Wiesz, takie myślenie jak napisałaś to jest, wybacz, wina ciemnoty ludu. Co ma piernik do wiatraka

Ja znam parę rodzin, które adoptowały dziecko. W przypadku tych rodzin to był świadomy wybór świadomych ludzi, obojętnych na takie zabobony o których piszesz. Każda z tych rodzin, to rodzina pełna ciepła, bez żadnych niespodziewanych demoralizacji ze strony dziecka. Jeśli adoptujecie niemowlaka, to Wy macie największy wpływ jakiego człowieka z niego zrobicie. Jeśli zostanie alkoholikiem, to będzie prędzej Wasza wina niż rodziców, których pewno nigdy nie widziało. Fakt jest taki, że nie wiesz przy adopcji raczej jak matka zachowywała się w trakcie ciąży. Czy dbała o siebie, a to może rzutować na rozwój. Ale nie na to, że z dziecka będzie alkoholik
W przypadku adopcji starszego dziecka trzeba mieć świadomość, że takie dziecko swoje już przeszło i wytworzyło już swój system wartościowania.

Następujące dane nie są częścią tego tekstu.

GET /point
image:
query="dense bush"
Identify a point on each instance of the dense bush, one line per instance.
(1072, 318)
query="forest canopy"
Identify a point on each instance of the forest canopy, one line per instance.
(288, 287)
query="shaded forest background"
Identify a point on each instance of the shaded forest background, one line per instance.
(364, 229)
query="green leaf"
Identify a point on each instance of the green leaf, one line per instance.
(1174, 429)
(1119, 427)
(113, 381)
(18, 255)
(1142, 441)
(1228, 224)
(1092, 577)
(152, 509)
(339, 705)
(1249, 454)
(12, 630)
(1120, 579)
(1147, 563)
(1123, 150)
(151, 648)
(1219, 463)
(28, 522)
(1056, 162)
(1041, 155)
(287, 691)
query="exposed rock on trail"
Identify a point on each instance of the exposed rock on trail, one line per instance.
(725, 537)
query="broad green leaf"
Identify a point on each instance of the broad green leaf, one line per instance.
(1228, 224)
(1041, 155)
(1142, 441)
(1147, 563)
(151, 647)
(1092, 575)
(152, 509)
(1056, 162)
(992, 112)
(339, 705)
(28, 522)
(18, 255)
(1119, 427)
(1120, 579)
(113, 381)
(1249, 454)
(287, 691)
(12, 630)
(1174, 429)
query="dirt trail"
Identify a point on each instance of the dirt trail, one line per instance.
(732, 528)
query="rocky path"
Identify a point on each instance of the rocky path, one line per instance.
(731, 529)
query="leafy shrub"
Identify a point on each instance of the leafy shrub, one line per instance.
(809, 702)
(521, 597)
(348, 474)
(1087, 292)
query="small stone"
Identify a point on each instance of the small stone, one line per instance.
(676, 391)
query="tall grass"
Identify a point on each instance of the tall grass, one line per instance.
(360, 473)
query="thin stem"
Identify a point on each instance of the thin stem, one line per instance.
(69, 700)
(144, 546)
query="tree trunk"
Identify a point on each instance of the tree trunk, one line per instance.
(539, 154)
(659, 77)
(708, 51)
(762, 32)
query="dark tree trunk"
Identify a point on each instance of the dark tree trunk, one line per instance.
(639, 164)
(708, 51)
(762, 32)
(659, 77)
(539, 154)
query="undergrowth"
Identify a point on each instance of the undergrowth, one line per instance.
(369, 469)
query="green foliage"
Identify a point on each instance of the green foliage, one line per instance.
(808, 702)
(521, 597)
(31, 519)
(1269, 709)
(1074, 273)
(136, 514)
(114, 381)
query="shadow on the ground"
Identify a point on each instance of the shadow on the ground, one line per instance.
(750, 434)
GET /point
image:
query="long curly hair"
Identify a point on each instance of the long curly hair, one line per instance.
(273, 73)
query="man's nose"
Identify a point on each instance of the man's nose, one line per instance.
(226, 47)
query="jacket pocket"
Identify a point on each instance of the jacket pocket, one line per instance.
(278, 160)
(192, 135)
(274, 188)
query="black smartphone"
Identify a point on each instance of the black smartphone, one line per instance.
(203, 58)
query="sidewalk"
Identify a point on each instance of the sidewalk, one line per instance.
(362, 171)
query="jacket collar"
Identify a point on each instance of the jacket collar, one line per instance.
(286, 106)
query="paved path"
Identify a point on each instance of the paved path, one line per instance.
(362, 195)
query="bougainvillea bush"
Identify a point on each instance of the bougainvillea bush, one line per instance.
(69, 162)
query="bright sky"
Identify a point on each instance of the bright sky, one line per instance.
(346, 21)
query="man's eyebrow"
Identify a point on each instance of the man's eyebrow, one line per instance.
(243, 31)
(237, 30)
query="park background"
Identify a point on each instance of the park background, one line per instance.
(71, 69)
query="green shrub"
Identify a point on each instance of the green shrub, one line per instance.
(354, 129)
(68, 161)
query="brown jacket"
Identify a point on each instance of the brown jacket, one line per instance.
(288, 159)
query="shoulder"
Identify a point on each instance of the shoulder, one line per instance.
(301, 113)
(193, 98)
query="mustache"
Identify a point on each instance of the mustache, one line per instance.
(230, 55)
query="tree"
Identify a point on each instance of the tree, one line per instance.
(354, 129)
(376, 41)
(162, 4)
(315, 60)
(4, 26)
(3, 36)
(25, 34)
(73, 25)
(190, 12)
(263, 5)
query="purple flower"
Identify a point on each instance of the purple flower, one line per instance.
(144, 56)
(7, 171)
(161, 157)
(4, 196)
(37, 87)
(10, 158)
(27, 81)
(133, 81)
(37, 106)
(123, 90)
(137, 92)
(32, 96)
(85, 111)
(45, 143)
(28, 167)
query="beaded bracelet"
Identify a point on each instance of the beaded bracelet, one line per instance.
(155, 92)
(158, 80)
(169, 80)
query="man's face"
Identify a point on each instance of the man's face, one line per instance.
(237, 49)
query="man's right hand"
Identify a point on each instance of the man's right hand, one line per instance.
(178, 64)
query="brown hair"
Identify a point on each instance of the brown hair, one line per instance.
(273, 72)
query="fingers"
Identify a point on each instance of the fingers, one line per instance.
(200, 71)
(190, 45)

W Twojej rodzinie nie było przypadków alkoholizmu? W każdej rodzinie są osoby z uzależnieniem. Mój ojciec pił ponad 20 lat, ostro. Ani ja, ani moja siostra nie jesteśmy alkoholiczkami. Dziwne, nie? Tego się nie dziedziczy w genach. Mój P. miał problem alkoholowy. Od paru lat nie pije. Eh, czyli moje dziecko jednak i tak będzie alkoholikiem?